Dimanche 19 février, suite à une rencontre avec Wang Yi en marge de la Conférence de Munich sur la sécurité, Antony Blinken a déclaré que Washington disposait d’informations selon lesquelles Pékin envisagerait de fournir des armes létales à Moscou. Quelques jours après, le 23 février, des responsables américains ont fait savoir que l’administration Biden « envisageait de rendre publics » ces renseignements1.

Si le ministère chinois des Affaires étrangères a nié ces informations, accusant les États-Unis de « déplacer les responsabilités et de répandre de la désinformation », le Spiegel a obtenu des informations allant dans le sens des craintes exprimées par Blinken — et même « encore plus loin ».

  • Selon le site d’information allemand, Moscou aurait engagé des négociations avec le fabricant chinois Xi’an Bingo Intelligent Aviation Technology pour produire des drones kamikazes à destination de l’armée russe2.
  • L’entreprise aurait accepté de produire 100 drones ZT-180 qui seront livrés d’ici avril. Ces derniers sont capables de transporter des charges explosives allant jusqu’à 50 kg.
  • De plus, Bingo fournirait également à la Russie les capacités de « produire elle-même » une centaine de drones par mois sur son territoire.
  • La Russie a jusqu’alors utilisé des drones kamikazes iraniens Shahed 136 (renommés « Geran-2 ») en Ukraine, qui disposent de l’avantage d’être peu coûteux et d’agir comme une arme psychologique sur les civils et militaires ukrainiens3.

Seulement deux pays ont pour le moment livré des armes à la Russie qui ont été utilisées dans la guerre contre l’Ukraine : l’Iran et la Corée du Nord, qui, selon les services de renseignement américains, a approvisionné le groupe Wagner en missiles et en obus par l’intermédiaire de la Russie4.

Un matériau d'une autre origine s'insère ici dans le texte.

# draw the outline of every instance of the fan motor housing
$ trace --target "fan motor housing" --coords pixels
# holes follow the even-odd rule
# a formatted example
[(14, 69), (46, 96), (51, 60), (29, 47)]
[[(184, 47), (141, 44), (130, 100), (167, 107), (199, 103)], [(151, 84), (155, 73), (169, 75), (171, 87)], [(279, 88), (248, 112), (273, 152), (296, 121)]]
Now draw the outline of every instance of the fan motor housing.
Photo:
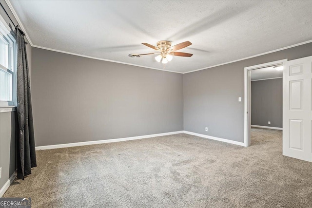
[(157, 42), (157, 47), (161, 50), (167, 50), (171, 47), (171, 41), (160, 40)]

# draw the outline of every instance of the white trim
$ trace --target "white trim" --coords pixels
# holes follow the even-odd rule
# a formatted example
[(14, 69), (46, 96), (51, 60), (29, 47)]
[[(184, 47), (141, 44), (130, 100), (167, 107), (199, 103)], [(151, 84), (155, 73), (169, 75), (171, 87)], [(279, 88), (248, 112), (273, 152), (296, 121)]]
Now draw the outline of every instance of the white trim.
[(61, 51), (59, 50), (56, 50), (56, 49), (53, 49), (50, 48), (46, 48), (45, 47), (39, 46), (38, 45), (32, 45), (32, 46), (35, 48), (41, 48), (41, 49), (48, 50), (49, 51), (55, 51), (56, 52), (62, 53), (63, 54), (70, 54), (71, 55), (74, 55), (74, 56), (77, 56), (78, 57), (84, 57), (85, 58), (92, 58), (93, 59), (100, 60), (101, 61), (109, 61), (109, 62), (114, 62), (114, 63), (120, 63), (122, 64), (130, 65), (131, 66), (137, 66), (139, 67), (143, 67), (143, 68), (146, 68), (148, 69), (156, 69), (156, 70), (164, 71), (165, 72), (173, 72), (174, 73), (183, 74), (182, 72), (175, 72), (173, 71), (166, 70), (165, 69), (158, 69), (157, 68), (150, 67), (148, 66), (141, 66), (140, 65), (134, 64), (129, 63), (123, 62), (121, 61), (114, 61), (113, 60), (106, 59), (105, 58), (97, 58), (96, 57), (90, 57), (89, 56), (85, 56), (85, 55), (82, 55), (81, 54), (75, 54), (75, 53), (67, 52), (66, 51)]
[(215, 137), (214, 136), (209, 136), (208, 135), (201, 134), (200, 133), (195, 133), (194, 132), (188, 132), (187, 131), (184, 131), (183, 132), (187, 134), (193, 135), (194, 136), (199, 136), (200, 137), (205, 138), (206, 139), (212, 139), (214, 140), (219, 141), (220, 142), (226, 142), (228, 143), (233, 144), (236, 145), (242, 146), (245, 147), (245, 143), (244, 142), (237, 142), (236, 141), (230, 140), (230, 139), (223, 139), (222, 138)]
[(268, 78), (267, 79), (255, 79), (254, 80), (252, 80), (252, 82), (254, 81), (262, 81), (262, 80), (267, 80), (268, 79), (279, 79), (280, 78), (283, 78), (283, 76), (280, 76), (279, 77), (274, 77), (274, 78)]
[[(261, 68), (268, 67), (277, 65), (282, 64), (283, 62), (287, 61), (288, 59), (279, 60), (275, 61), (272, 61), (268, 63), (265, 63), (261, 64), (258, 64), (254, 66), (251, 66), (244, 68), (244, 143), (246, 147), (248, 147), (250, 144), (250, 136), (249, 134), (249, 129), (250, 121), (249, 120), (248, 117), (249, 116), (248, 112), (250, 106), (250, 102), (248, 98), (249, 96), (249, 83), (248, 78), (249, 74), (248, 71), (254, 69), (260, 69)], [(283, 75), (284, 76), (284, 75)]]
[(167, 133), (156, 133), (155, 134), (145, 135), (144, 136), (133, 136), (131, 137), (121, 138), (118, 139), (106, 139), (104, 140), (91, 141), (89, 142), (76, 142), (74, 143), (61, 144), (58, 145), (47, 145), (36, 147), (36, 150), (50, 150), (52, 149), (64, 148), (71, 147), (95, 145), (98, 144), (110, 143), (112, 142), (123, 142), (124, 141), (134, 140), (136, 139), (145, 139), (147, 138), (156, 137), (156, 136), (166, 136), (168, 135), (176, 134), (183, 133), (183, 131), (178, 132), (168, 132)]
[(252, 125), (251, 126), (252, 127), (261, 128), (262, 129), (274, 129), (275, 130), (283, 130), (283, 128), (280, 127), (273, 127), (273, 126), (259, 126), (256, 125)]
[[(196, 70), (193, 70), (193, 71), (191, 71), (190, 72), (184, 72), (183, 74), (191, 73), (191, 72), (197, 72), (197, 71), (203, 70), (204, 69), (209, 69), (209, 68), (211, 68), (219, 66), (222, 66), (223, 65), (228, 64), (229, 64), (229, 63), (234, 63), (234, 62), (237, 62), (237, 61), (242, 61), (243, 60), (248, 59), (249, 58), (254, 58), (255, 57), (259, 57), (260, 56), (265, 55), (266, 54), (271, 54), (271, 53), (274, 53), (274, 52), (276, 52), (277, 51), (282, 51), (283, 50), (288, 49), (290, 48), (293, 48), (294, 47), (298, 46), (299, 45), (304, 45), (305, 44), (310, 43), (311, 42), (312, 42), (312, 40), (308, 40), (308, 41), (305, 41), (305, 42), (301, 42), (301, 43), (299, 43), (295, 44), (294, 45), (290, 45), (289, 46), (284, 47), (284, 48), (279, 48), (278, 49), (273, 50), (273, 51), (268, 51), (267, 52), (262, 53), (262, 54), (257, 54), (256, 55), (254, 55), (254, 56), (252, 56), (251, 57), (246, 57), (245, 58), (240, 58), (239, 59), (234, 60), (234, 61), (229, 61), (229, 62), (223, 63), (221, 63), (221, 64), (217, 64), (217, 65), (214, 65), (214, 66), (209, 66), (208, 67), (202, 68), (199, 69), (196, 69)], [(261, 68), (262, 68), (262, 67), (261, 67)]]
[(17, 174), (17, 172), (16, 170), (10, 177), (10, 178), (6, 181), (6, 182), (5, 182), (3, 186), (1, 188), (1, 190), (0, 190), (0, 197), (2, 197), (2, 196), (3, 196), (4, 193), (5, 193), (5, 191), (8, 189), (11, 184), (14, 181), (14, 179), (16, 178)]
[(12, 112), (16, 111), (16, 106), (0, 106), (0, 113)]
[(26, 30), (25, 29), (25, 28), (23, 26), (23, 24), (21, 23), (21, 21), (20, 19), (20, 18), (19, 18), (19, 16), (18, 16), (17, 14), (16, 13), (16, 12), (15, 12), (15, 10), (14, 10), (14, 9), (13, 8), (13, 7), (12, 6), (12, 4), (11, 4), (11, 2), (10, 2), (10, 1), (9, 0), (5, 0), (5, 2), (8, 5), (8, 6), (10, 8), (10, 10), (11, 10), (11, 11), (12, 12), (12, 14), (13, 14), (13, 16), (14, 16), (14, 17), (16, 19), (16, 20), (18, 21), (18, 24), (19, 24), (19, 26), (20, 26), (20, 29), (23, 31), (24, 33), (25, 33), (25, 36), (26, 36), (26, 38), (27, 38), (27, 40), (28, 41), (29, 43), (30, 43), (30, 45), (31, 45), (32, 46), (33, 45), (33, 42), (32, 42), (31, 40), (30, 39), (30, 38), (29, 38), (29, 36), (28, 36), (28, 35), (26, 33)]
[(229, 61), (229, 62), (225, 62), (225, 63), (221, 63), (221, 64), (217, 64), (217, 65), (214, 65), (214, 66), (209, 66), (209, 67), (208, 67), (202, 68), (201, 68), (201, 69), (197, 69), (197, 70), (193, 70), (193, 71), (189, 71), (189, 72), (184, 72), (184, 73), (174, 72), (174, 71), (167, 71), (167, 70), (164, 70), (163, 69), (157, 69), (157, 68), (153, 68), (153, 67), (146, 67), (146, 66), (137, 65), (136, 64), (130, 64), (130, 63), (125, 63), (125, 62), (119, 62), (119, 61), (113, 61), (113, 60), (109, 60), (109, 59), (105, 59), (104, 58), (96, 58), (95, 57), (89, 57), (89, 56), (87, 56), (81, 55), (79, 55), (79, 54), (75, 54), (74, 53), (66, 52), (63, 51), (59, 51), (59, 50), (56, 50), (56, 49), (52, 49), (49, 48), (45, 48), (45, 47), (44, 47), (39, 46), (38, 46), (38, 45), (34, 45), (33, 44), (32, 41), (30, 39), (30, 38), (29, 38), (29, 36), (27, 35), (27, 34), (26, 33), (26, 30), (25, 30), (25, 28), (24, 27), (24, 26), (23, 26), (22, 24), (21, 23), (21, 21), (20, 21), (20, 20), (19, 18), (19, 17), (18, 16), (16, 12), (15, 12), (15, 10), (14, 10), (14, 9), (13, 8), (13, 7), (12, 6), (12, 4), (11, 4), (11, 2), (10, 2), (10, 1), (9, 0), (5, 0), (5, 2), (6, 2), (6, 3), (8, 5), (8, 6), (9, 6), (9, 8), (11, 10), (12, 13), (13, 14), (13, 15), (15, 17), (15, 19), (16, 19), (17, 21), (18, 21), (18, 23), (19, 23), (19, 25), (20, 26), (20, 28), (23, 30), (23, 31), (25, 33), (25, 35), (26, 35), (26, 37), (27, 38), (27, 40), (28, 40), (28, 42), (29, 42), (29, 43), (30, 43), (30, 45), (31, 45), (32, 47), (36, 47), (36, 48), (42, 48), (42, 49), (43, 49), (49, 50), (50, 51), (56, 51), (56, 52), (58, 52), (64, 53), (65, 53), (65, 54), (71, 54), (72, 55), (76, 55), (76, 56), (85, 57), (87, 57), (87, 58), (93, 58), (93, 59), (101, 60), (105, 60), (105, 61), (106, 61), (113, 62), (115, 62), (115, 63), (121, 63), (121, 64), (123, 64), (130, 65), (132, 65), (132, 66), (138, 66), (138, 67), (144, 67), (144, 68), (149, 68), (149, 69), (156, 69), (157, 70), (164, 71), (166, 71), (166, 72), (173, 72), (173, 73), (179, 73), (179, 74), (187, 74), (187, 73), (190, 73), (191, 72), (196, 72), (197, 71), (203, 70), (204, 69), (209, 69), (210, 68), (213, 68), (213, 67), (215, 67), (216, 66), (222, 66), (223, 65), (228, 64), (229, 64), (229, 63), (234, 63), (234, 62), (241, 61), (241, 60), (246, 60), (246, 59), (247, 59), (248, 58), (254, 58), (254, 57), (259, 57), (259, 56), (260, 56), (265, 55), (266, 54), (270, 54), (271, 53), (276, 52), (277, 51), (281, 51), (281, 50), (283, 50), (287, 49), (288, 48), (292, 48), (292, 47), (294, 47), (298, 46), (299, 46), (299, 45), (304, 45), (305, 44), (307, 44), (307, 43), (309, 43), (310, 42), (312, 42), (312, 40), (308, 40), (308, 41), (305, 41), (305, 42), (301, 42), (301, 43), (295, 44), (294, 45), (290, 45), (289, 46), (286, 46), (286, 47), (284, 47), (283, 48), (279, 48), (279, 49), (278, 49), (273, 50), (273, 51), (268, 51), (267, 52), (262, 53), (262, 54), (257, 54), (257, 55), (256, 55), (252, 56), (251, 57), (245, 57), (245, 58), (240, 58), (240, 59), (236, 59), (236, 60), (234, 60), (231, 61)]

Si l’armée russe utilise déjà des drones civils de fabrication chinoise (généralement achetés par des tiers avant de se retrouver en Ukraine), ces derniers ne sont pas létaux et peuvent être achetés librement. Le fabricant de ces drones, Da-Jiang Innovations Science & Technology Co. (DJI), en a condamné l’utilisation « à des fins militaires » dès le mois d’avril 20225.

La fourniture d’armes létales à la Russie nuirait considérablement aux capacités de Pékin de se présenter comme un potentiel « médiateur », rôle appuyé par un document sur la « position de la Chine sur le règlement politique de la crise ukrainienne » publié vendredi 24 février6.

Sources
  1. Vivian Salama, William Mauldin et Nancy A. Youssef, « U.S. Considers Release of Intelligence on China’s Potential Arms Transfer to Russia », The Wall Street Journal, 23 février 2023.
  2. « China Reportedly Negotiating with Russia To Supply Kamikaze Drones », Der Spiegel, 23 février 2023.
  3. Annabelle Timsit, Isabelle Khurshudyan, Adam Taylor et William Neff, « What are kamikaze drones ? Here’s how Russia and Ukraine are using them », The Washington Post, 18 octobre 2022.
  4. Steve Holland, « Exclusive : US says Russia’s Wagner Group bought North Korean weapons for Ukraine war », Reuters, 22 décembre 2022.
  5. DJI Statement On Military Use Of Drones, 21 avril 2022.
  6. China’s Position on the Political Settlement of the Ukraine Crisis, Ministère chinois des Affaires étrangères, 24 février 2023.